Nor was Graham Badman's report conclusive in its recommendations, as he indicated many areas which he stated needed further research or which he said were outside the parameters set for his inquiry; thus his report does not seem extensive or thorough enough to form a basis upon which to introduce legislation and certainly not legislation that will lead to such a profound change to home education.

 

5. Costs

 

Substantial cuts (over 2 billion pounds) in education have just been proposed by the Government. This cannot be the right time to introduce a new system to monitor home educators (home education is already covered by current legislation).

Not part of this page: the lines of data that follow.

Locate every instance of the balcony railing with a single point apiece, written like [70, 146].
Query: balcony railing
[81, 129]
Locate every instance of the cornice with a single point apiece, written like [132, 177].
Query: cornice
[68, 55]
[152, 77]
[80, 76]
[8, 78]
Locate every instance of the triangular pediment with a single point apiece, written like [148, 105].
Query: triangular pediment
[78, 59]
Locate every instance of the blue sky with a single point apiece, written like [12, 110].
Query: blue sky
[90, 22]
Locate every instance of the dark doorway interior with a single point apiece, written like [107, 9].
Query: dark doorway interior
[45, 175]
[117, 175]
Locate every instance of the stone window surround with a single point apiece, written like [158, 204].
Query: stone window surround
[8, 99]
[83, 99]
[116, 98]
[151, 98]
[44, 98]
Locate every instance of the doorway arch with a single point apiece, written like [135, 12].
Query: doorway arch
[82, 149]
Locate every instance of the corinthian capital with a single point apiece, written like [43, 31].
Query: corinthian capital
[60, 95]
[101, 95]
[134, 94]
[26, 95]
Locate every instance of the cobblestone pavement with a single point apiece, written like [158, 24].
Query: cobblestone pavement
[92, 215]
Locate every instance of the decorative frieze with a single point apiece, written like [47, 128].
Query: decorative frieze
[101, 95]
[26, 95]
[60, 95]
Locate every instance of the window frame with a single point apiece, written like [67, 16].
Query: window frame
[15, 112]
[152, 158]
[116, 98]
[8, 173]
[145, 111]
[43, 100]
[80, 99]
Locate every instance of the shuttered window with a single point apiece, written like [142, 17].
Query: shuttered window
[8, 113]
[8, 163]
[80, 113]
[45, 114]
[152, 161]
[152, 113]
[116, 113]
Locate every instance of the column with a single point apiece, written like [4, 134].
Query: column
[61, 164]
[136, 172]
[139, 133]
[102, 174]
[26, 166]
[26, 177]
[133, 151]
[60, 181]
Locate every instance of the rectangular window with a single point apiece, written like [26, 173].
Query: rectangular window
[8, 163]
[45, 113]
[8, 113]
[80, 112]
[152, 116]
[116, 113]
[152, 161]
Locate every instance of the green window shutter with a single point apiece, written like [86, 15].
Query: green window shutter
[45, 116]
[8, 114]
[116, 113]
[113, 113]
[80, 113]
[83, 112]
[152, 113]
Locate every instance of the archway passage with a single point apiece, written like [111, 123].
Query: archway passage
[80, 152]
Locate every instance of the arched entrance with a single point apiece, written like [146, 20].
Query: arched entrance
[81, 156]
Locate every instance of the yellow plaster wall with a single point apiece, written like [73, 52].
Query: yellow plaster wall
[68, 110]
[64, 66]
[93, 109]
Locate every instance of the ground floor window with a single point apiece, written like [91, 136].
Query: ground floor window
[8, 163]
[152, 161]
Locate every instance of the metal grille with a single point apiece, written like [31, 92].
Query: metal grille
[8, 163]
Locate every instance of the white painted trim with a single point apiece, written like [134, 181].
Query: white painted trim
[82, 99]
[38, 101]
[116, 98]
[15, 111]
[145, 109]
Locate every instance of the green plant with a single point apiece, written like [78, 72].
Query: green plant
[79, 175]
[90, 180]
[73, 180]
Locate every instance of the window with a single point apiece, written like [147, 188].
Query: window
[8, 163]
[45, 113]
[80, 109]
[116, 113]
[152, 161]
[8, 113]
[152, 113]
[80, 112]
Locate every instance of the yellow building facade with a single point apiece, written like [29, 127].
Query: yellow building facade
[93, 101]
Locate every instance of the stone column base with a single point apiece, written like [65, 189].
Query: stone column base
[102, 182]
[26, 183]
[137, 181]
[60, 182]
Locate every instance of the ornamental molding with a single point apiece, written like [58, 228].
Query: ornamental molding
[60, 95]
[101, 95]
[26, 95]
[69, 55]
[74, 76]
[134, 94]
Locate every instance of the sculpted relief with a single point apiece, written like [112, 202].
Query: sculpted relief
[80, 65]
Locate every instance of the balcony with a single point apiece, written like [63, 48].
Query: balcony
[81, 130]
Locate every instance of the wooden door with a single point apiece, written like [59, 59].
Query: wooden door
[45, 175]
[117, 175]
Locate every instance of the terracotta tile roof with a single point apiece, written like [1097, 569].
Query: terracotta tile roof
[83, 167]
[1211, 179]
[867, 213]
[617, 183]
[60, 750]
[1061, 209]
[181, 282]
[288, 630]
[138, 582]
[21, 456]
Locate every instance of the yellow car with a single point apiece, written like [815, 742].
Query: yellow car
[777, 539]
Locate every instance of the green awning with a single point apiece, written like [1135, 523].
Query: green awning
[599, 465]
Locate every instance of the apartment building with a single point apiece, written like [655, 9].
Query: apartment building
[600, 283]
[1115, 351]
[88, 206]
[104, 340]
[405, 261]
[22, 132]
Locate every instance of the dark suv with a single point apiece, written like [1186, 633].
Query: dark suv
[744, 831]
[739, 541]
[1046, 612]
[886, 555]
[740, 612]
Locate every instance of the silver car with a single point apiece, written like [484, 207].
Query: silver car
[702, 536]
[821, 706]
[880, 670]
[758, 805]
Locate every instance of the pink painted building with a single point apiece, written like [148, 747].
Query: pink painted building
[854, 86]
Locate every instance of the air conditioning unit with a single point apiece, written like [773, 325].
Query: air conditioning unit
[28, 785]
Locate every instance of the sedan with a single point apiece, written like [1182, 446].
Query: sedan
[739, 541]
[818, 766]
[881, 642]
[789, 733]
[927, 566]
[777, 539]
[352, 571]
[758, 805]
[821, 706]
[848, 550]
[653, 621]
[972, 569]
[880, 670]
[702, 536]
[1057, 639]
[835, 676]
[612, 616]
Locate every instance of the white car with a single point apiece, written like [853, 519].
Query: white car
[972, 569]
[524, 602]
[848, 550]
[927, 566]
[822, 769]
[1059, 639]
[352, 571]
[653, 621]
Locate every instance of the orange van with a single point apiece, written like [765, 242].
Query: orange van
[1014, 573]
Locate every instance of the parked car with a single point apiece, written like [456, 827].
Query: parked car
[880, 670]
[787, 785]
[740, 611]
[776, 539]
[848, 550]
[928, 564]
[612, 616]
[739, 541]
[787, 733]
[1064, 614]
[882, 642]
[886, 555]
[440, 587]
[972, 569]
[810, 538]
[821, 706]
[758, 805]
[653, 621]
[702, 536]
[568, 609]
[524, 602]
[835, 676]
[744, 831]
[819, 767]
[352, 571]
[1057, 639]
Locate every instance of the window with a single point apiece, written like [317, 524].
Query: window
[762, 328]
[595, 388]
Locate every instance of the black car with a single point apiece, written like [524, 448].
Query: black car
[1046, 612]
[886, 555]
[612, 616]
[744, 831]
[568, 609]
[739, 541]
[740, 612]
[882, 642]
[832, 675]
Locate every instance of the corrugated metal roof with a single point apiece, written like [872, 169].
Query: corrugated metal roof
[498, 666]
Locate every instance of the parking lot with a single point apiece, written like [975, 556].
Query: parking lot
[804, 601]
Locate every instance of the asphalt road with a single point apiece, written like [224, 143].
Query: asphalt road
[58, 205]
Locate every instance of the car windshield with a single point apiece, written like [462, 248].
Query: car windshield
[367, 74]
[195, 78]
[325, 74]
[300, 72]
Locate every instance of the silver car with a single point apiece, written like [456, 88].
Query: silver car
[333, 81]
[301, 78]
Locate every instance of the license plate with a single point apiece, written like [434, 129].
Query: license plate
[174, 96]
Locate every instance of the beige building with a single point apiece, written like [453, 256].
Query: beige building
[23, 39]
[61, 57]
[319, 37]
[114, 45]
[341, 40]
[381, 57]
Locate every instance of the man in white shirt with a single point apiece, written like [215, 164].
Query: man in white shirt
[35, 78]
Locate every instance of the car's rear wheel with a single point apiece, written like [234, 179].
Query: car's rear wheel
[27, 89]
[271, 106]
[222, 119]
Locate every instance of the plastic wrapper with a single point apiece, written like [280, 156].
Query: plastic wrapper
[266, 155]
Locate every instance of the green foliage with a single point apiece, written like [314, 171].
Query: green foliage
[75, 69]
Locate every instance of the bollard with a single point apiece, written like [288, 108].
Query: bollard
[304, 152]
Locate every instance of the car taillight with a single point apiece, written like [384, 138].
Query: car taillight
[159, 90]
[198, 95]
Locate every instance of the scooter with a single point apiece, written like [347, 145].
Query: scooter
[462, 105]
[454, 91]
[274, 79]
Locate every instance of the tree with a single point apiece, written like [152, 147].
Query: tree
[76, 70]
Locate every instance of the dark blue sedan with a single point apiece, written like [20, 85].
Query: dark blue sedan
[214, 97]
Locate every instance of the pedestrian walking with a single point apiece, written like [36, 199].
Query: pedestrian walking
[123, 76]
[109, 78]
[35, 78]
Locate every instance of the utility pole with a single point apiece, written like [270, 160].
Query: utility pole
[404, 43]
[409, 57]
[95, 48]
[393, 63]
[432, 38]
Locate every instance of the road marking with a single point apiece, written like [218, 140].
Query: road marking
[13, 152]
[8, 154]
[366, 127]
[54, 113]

A report commissioned by the Home Education Advisory Service has found that the new system will be costly, at least c.60-150 million pounds per annum if a new level of administration is introduced by education authorities, and if children were driven out of home education into the state system, the bill could rise to up to 500 million per annum. (The HEAS report's author is a financial analyst and management consultant and former Head of Research for Citigroup.)

 

6. Conclusion

 

There is enormous dissatisfaction with the process amongst home educators, who see the report as having been written in order to reach a predetermined conclusion, but in the event with insufficient convincing evidence, or with evidence skewed by Mr Badman to fit his case (e.g., the Church of England and British Humanist Association examples given above). This reaching of a desired conclusion seemed to be borne out by the Secretary of State's instant written acceptance of all the recommendations without question or due reflection!

 

We have been to see our MP as have hundreds of others.

 

We urge the Government to think again before including this legislation in the Autumn programme.